Значит, нужно было занять место между двумя мужскими категориями: мол,

поживиться за мой счет можно, но продажной любви мне не нужно. А еще

подобные женщины, кто огонь с водой прошел и всего сам достиг, очень на

тонкую лесть падки.

И повадился я ездить в ее вертеп чуть не каждый день. Но к барышням не

ходил, сидел с хозяйкой, вел умные, циничные разговоры в том духе, какой мог

ей понравиться. И всякий раз деньги оставлял - щедро, вдвое против обычной

платы.

Она в недоумение пришла. Все никак не могла меня к определенному

мужскому разряду пришпилить. Потом вообразила, будто я в нее влюблен, и

сразу преисполнилась ко мне еще большим презрением, чем к прочим своим

клиентам. Как-то раз со смехом говорит: "Что это вы так миндальничаете?

Удивляюсь я на вас. На застенчивого непохожи. Я, слава Богу, не инженю

какая-нибудь. Коли хотите ко мне в постель, так и скажите. Вы столько денег

переплатили, что я из одной учтивости вам не откажу". Я вежливо

поблагодарил, приглашение принял, и отправились мы в ее спальню.

Странное получилось любовное свидание: оба друг друга своим искусством

впечатлить хотят, и оба холодны. Она - потому что давно уж выгорела вся. Я -

потому что мне от нее другое нужно. Под конец, обессилев, она сказала: "Не

пойму я вас". И это был первый шаг к победе.

Ходить я к ней после того не перестал, но в спальню не напрашивался, а

она не приглашала. Приглядывалась ко мне, всматривалась, будто хотела что-то

давно позабытое выискать.

Стал ее понемногу о прошлом расспрашивать. Не о женском, упаси Боже. О

детстве, о родителях, о подружках гимназических. Нужно было, чтоб она

вспомнила иное время, когда в ней еще душа и чувства не омертвели. Мадам

Поздняева сначала отвечала коротко, неохотно, но потом стала разговорчивей -

только слушай. Уж что-что, а слушать я умел.

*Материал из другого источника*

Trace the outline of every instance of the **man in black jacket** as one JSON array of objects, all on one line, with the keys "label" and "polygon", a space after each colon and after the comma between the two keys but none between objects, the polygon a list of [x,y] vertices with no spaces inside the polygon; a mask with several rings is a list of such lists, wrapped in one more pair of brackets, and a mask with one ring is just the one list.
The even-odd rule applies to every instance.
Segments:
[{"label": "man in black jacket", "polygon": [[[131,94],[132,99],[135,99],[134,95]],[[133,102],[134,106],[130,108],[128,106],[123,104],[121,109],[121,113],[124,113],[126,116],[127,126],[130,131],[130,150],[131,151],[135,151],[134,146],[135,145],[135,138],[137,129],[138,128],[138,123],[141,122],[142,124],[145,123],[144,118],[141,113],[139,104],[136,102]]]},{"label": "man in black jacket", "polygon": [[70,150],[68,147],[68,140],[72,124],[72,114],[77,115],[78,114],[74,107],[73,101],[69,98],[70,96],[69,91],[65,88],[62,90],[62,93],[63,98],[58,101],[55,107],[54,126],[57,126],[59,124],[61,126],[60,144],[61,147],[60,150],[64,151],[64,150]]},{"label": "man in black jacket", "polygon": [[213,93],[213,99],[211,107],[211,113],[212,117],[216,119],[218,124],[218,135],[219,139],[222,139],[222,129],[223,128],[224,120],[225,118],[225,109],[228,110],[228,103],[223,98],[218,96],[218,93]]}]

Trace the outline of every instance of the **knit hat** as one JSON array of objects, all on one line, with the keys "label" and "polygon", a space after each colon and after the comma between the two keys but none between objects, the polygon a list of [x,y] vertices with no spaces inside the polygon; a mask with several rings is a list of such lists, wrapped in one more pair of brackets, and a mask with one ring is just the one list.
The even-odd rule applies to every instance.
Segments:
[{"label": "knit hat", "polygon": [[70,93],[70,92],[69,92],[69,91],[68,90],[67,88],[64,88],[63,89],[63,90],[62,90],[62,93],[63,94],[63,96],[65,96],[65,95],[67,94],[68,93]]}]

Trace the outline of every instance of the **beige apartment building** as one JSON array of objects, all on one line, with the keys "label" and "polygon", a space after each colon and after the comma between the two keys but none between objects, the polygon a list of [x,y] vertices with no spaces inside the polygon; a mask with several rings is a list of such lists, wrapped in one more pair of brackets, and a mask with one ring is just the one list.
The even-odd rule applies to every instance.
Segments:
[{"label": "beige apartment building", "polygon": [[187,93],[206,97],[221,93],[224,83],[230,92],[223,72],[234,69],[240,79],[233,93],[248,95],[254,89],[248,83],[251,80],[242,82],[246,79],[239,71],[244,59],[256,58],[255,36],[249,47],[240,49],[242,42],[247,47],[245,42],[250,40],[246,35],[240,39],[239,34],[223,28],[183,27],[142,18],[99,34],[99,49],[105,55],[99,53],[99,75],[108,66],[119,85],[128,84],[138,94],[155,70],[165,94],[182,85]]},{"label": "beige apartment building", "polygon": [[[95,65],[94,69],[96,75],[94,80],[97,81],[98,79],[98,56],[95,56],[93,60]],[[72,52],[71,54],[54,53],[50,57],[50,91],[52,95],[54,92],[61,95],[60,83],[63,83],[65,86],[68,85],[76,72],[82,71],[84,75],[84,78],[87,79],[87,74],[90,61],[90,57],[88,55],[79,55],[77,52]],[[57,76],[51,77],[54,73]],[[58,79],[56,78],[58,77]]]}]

Так я вторую ступеньку преодолел, доверие ее завоевал, а это само по

себе было свершением не из малых.

И когда она меня в свой будуар во второй раз позвала, несколько недель

спустя, то вела себя уже совсем по-другому, без механистики. В конце же

вдруг взяла и расплакалась. Ужасно сама удивилась - говорит, тринадцать лет

ни единой слезинки уронить не могла, а тут на тебе.

Такой любви, какой меня Поздняева одарила, я никогда прежде не знал.

Будто дамбу какую прорвало, и подхватило меня потоком, и понесло. Это было

истинное чудо - наблюдать, как мертвая душа оживает. Словно в засохшей

пустыне из песка, из растрескавшейся земли вдруг забили чистые ключи,

полезли пышные травы, и раскрылись невиданной красоты цветы.

Бордель свой она закрыла. Деньги, сводничеством накопленные, девушкам

раздала, отпустила их на все четыре стороны. Фототеку свою зловещую

истребила. А сама переменилась так - не узнать. Помолодела, посвежела - ну

прямо девочка. С утра все пела, смеялась. И плакала, правда, тоже часто, но

без горечи - просто выходили нерастраченные за столько лет слезы.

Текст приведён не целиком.